Затем велел рассказать правду и предупредил, чтобы не смела врать, потому что ему она и так известна, а это для протокола. Так сказать, чистосердечное признание. И достал чистый лист бумаги. Тогда Олечка попросила перьевую ручку и сказала, что все сама напишет.
— Что? Сказать нечего? — спросил упырь, когда мать Игорушки протянула ему через минуту свое признание.
— Я все написала, — сказала городская русалка, потупив глаза.
Федор Алексеевич опустил свои в лист и замер: признание убийцы студентов было застенографировано, как и положено в суде.
— Из образованных, что ли? Курсистка? А то думал, может наряд и тот украла…
— Никогда не крала. Ничего, — вскинула голову русалка и вперилась честными глазами в наглые черные очи вечно-молодого красавца-упыря. — Кроме рыбы. Но сугубо для пропитания. Об этом тоже писать?
— Не надо. Это к делу по убийству не относится. Ты близорука? — спросил секретарь, ставя рядом с подписью русалки свою, следовательскую. — Оттого столько невинных людей в Фонтанке искупала?
Олечка кивнула.
— Немного, — и засмущалась. — Немного близорука, хотела сказать. А что многим в пальто поплавать пришлось, то верно. Но прошу меня понять и простить: я их лиц долго не могла припомнить, а вот как корюшки наелась, так и память ко мне вернулась. Даже вспомнила, как стенографировать…
И снова глаза опустила.
— Не могу отпустить тебя, девочка, понимаешь? — заговорил Федор Алексеевич тихо. — При всем желании, не могу. Единственное, что могу, отправить тебя в Енисей или на худой конец в Ангару. Про княжество Финское забудь. Сбежать не получится. От княжеского правосудия еще никто не скрылся.
— Но как же Петербург… — заплакала Олечка.
— А надо было в кабинах меньше кататься. Ходить пешком полезнее для здоровья.
Олечка вскинула на обвинителя глаза. Большие и злые.
— Ладно, ладно… Суд у нас справедливый, хоть судья и судит по своей совести. У нашего князя она еще осталась.

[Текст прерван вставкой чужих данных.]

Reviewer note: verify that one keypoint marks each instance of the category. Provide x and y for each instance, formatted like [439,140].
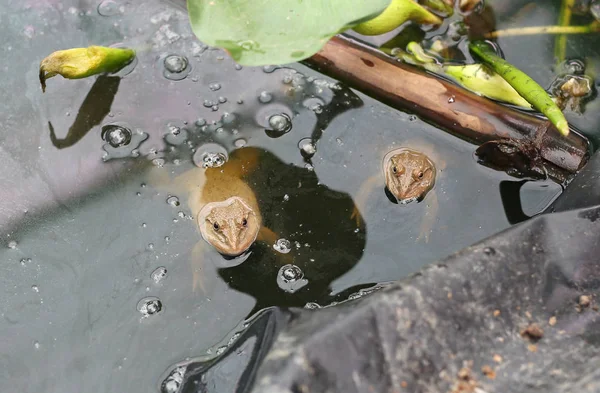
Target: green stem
[564,19]
[523,84]
[587,29]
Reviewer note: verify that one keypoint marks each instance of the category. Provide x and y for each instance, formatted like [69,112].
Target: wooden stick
[448,106]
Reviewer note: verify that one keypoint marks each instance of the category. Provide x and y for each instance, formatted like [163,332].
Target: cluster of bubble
[290,278]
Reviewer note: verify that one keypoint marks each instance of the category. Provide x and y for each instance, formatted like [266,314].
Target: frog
[409,173]
[224,206]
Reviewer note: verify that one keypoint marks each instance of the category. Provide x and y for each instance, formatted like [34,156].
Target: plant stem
[564,19]
[587,29]
[523,84]
[445,104]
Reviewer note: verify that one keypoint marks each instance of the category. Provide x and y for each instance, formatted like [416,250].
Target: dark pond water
[95,275]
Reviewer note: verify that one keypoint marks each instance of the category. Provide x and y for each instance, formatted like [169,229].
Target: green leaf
[264,32]
[523,84]
[78,63]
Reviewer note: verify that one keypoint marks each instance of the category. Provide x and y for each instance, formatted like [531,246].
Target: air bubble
[173,201]
[210,155]
[121,142]
[173,381]
[175,135]
[290,278]
[240,142]
[269,69]
[283,246]
[116,136]
[315,104]
[265,97]
[149,306]
[176,67]
[489,251]
[280,123]
[109,8]
[158,162]
[220,350]
[307,148]
[159,274]
[176,64]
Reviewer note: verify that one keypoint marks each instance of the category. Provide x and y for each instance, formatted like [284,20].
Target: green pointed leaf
[263,32]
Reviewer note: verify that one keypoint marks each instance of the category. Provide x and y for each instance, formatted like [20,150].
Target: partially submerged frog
[409,174]
[224,206]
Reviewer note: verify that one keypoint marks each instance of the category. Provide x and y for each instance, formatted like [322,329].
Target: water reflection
[325,242]
[510,193]
[95,107]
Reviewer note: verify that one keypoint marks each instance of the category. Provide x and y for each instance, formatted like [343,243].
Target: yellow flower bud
[80,63]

И ум остался. Мирослав и предложил тогда своему секретарю заменить ссылку общественными работами на срок до пяти лет, и Олечка Марципанова осталась в Фонтанном доме в качестве стенографистки. Остальное уже потом приложилось. Но не все складывалось так, как ей бы того хотелось. Три года для Олечки все еще были огромным сроком. Какие-то стенографистки становятся женами известных личностей, какие-то так и остаются вечными любовницами личностей не менее известных. Иногда, валяясь в слезах в ногах у своего покровителя, Олечка Марципанова уверяла его, что утопится во второй раз и в этот раз удачнее, на что Федор Алексеевич всегда отвечал одно и то же, пусть и на разных языках — удачи. И вообще любил напоминать, что это она тут на исправительных работах, а не он. Так что ему изменять принципам не с руки: на пальцах и так слишком много колечек. Да и медь, которую носят в ее сословии, он терпеть не может.
— Я обещал позаботиться о твоем сыне. И забочусь. Больше я ничего и никому не обещал.
Говорил это и жалел в душе Олечку — видел, что память к той как вернулась, так и снова пропала. Напоминай про лифт, не напоминай, заключённая Марципанова свято уверовала в то, что он, Фёдор Алексеевич, упырь, скоро четыре века как мертвый, и есть отец ее сыночка. Подсовывай ей учебники для фельдшеров, не подсовывай, не поверит же, что в мертвом и даже в относительно мертвом состоянии твари не размножаются, хоть и живут по старой живой памяти по парам.